It’s also worth noting here the potential pitfalls of announcing a game’s features early in the process, which the Fable series itself has previously shown. Equally, the disappointments that can follow the launch of a game, however good, because a bar was set so high so soon in players’ minds. Consider elements of Cyberpunk’s plot and gameplay, such as vehicle customisation and dangerous weather systems, which never made it to the final package, or the bunch of features not, er, featured in No Man’s Sky at launch.

It’s absolutely to be expected that ideas come and go during development; content gets the full polish or ends up on the cutting room floor for a whole host of reasons. But, much of the fallout that followed these games’ launches could have been avoided had we not been served piled-high helpings of information on their content when they were barely a twinkle in their creators’ eyes.

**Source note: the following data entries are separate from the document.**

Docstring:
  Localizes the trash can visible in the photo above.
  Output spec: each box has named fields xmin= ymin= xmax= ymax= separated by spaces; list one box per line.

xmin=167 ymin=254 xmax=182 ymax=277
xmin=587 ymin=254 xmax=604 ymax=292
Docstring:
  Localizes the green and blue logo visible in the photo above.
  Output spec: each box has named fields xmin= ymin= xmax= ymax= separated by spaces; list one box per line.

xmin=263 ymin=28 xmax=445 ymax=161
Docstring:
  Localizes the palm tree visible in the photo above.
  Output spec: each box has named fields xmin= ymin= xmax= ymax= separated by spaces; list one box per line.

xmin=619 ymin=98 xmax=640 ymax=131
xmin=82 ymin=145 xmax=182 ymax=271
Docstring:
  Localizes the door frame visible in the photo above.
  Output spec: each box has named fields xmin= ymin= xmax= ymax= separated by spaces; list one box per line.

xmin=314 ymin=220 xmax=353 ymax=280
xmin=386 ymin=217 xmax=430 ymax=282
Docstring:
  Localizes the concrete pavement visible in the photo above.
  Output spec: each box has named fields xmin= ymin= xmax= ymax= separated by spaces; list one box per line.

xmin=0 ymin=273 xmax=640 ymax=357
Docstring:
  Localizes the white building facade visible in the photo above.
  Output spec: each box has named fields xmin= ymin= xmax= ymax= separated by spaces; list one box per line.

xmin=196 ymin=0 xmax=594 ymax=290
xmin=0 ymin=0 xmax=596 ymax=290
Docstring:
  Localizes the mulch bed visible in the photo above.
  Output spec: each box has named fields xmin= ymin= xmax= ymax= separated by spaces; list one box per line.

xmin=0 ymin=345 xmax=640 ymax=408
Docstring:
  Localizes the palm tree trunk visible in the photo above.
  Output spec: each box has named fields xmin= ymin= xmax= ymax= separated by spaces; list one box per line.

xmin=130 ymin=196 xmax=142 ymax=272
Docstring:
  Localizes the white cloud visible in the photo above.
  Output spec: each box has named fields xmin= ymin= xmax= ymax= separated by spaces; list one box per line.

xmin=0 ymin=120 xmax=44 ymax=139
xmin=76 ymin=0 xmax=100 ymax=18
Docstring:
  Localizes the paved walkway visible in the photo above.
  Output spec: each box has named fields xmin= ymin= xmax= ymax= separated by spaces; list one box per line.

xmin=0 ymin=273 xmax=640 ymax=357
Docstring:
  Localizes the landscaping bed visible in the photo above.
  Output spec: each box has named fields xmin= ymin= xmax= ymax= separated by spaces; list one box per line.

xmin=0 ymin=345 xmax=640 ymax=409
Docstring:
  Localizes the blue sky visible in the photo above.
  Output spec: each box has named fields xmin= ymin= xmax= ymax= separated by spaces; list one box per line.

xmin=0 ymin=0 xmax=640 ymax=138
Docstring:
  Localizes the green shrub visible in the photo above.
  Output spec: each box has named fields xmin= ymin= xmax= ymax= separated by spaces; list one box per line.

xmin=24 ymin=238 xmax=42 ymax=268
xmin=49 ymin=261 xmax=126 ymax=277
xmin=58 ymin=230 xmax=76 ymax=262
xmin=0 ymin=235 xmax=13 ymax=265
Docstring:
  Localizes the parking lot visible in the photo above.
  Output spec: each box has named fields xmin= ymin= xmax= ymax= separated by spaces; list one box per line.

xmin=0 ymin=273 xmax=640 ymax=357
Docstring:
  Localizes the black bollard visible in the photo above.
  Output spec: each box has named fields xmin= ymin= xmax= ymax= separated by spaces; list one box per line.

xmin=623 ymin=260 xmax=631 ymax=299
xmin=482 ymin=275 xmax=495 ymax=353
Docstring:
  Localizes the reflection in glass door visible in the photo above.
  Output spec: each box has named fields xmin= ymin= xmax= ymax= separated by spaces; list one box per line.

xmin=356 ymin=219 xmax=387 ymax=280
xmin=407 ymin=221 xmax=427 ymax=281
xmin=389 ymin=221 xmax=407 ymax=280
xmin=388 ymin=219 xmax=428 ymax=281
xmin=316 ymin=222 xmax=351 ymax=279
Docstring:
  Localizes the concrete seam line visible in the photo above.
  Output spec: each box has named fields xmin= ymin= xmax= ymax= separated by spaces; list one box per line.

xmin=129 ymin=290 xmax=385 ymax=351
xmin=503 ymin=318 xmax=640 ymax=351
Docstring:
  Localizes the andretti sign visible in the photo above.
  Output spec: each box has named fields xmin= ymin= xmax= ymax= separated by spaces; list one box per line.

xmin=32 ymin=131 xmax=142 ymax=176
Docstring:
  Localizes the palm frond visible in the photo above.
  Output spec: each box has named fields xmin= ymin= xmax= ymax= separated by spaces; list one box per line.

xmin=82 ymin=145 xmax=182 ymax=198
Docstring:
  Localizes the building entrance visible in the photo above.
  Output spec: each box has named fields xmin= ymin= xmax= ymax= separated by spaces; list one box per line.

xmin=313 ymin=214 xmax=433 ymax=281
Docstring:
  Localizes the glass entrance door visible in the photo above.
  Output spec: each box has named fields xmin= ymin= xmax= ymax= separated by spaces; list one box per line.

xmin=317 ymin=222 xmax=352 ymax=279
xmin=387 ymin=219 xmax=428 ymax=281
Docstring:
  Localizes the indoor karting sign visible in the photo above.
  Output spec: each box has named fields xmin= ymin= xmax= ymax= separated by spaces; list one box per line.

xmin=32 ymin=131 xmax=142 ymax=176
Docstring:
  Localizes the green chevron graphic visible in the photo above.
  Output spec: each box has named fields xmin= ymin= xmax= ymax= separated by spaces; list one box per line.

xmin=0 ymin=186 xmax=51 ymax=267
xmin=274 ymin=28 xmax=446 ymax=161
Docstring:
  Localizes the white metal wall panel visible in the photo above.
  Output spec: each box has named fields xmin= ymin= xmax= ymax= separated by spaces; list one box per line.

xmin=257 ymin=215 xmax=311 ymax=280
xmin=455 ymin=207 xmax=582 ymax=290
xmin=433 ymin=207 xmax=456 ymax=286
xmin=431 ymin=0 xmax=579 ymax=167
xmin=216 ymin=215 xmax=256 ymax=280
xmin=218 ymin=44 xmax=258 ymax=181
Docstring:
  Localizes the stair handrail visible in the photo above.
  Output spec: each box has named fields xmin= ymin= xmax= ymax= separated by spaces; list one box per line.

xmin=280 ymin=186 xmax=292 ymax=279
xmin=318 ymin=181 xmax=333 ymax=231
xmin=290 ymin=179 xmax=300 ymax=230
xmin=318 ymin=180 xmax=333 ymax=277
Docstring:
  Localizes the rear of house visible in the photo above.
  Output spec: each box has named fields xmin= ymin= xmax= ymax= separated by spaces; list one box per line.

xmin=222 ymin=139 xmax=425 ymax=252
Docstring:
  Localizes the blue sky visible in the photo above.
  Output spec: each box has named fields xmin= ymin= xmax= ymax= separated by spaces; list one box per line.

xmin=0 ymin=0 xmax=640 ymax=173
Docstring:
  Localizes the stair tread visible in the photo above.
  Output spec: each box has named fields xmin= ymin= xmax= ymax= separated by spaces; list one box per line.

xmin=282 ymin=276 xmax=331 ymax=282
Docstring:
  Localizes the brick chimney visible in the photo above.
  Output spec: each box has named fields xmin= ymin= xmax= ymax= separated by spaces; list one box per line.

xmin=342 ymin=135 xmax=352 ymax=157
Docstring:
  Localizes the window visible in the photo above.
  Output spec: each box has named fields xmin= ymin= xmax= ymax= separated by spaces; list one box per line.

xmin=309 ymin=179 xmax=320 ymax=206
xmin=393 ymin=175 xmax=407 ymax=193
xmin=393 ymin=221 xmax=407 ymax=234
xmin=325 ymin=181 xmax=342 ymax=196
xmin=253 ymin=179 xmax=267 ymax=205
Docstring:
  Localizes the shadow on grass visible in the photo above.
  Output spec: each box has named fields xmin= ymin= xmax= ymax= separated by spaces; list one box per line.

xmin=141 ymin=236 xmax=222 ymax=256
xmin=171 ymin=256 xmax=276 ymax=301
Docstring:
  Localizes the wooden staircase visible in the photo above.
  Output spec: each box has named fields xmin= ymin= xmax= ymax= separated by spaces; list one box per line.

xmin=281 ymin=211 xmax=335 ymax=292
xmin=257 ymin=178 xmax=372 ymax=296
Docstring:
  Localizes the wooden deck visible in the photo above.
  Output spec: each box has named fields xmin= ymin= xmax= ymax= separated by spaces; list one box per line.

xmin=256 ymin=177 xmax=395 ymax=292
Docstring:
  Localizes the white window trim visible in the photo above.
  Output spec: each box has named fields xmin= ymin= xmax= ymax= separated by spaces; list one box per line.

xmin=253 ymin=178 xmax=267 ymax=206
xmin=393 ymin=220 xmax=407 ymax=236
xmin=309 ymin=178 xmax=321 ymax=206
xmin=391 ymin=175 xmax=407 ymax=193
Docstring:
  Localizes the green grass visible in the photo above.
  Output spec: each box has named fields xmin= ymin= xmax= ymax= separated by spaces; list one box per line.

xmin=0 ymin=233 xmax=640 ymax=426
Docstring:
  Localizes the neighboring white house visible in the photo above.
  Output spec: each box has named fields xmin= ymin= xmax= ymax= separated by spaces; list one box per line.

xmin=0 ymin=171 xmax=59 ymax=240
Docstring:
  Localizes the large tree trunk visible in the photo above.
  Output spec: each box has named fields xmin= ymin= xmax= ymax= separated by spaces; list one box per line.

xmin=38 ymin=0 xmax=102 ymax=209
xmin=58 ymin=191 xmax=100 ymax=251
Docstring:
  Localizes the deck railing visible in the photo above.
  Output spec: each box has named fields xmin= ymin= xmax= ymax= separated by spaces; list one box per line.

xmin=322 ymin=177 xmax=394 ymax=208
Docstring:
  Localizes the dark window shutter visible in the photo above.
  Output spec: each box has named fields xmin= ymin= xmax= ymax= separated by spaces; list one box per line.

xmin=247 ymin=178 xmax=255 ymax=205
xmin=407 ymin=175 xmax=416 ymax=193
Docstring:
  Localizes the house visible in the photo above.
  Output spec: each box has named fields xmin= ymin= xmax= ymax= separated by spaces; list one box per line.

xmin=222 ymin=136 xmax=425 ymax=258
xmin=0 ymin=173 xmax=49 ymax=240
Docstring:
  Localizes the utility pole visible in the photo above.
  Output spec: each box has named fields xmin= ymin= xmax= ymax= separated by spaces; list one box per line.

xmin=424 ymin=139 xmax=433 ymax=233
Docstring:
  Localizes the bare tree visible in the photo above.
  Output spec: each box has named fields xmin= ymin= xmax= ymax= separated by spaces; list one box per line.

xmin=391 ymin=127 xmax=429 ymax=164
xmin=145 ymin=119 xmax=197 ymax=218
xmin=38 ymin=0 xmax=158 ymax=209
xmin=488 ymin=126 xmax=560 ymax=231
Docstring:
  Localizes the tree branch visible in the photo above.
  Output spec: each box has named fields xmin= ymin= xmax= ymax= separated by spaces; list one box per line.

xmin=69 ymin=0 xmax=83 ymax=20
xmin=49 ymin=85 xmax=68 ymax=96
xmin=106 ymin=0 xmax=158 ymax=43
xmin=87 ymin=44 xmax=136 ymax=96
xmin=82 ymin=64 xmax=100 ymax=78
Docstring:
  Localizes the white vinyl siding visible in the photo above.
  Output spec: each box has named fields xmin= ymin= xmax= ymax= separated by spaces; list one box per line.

We can expect more information about what Fable will look like when entrusted to Playground Games’ – and now Control and Guild Wars 2 writer Anna Megill’s – hands later on. Much as we can expect Bethesda to tell us about The Elder Scrolls 6 when the time’s right following that equally tantalising teaser shown at E3 2019. I look forward to some extra information, but I really, really don’t want to peek over my shoulder and spot a train chock-full of hype steaming towards me. I’m excited to (re)discover Albion myself.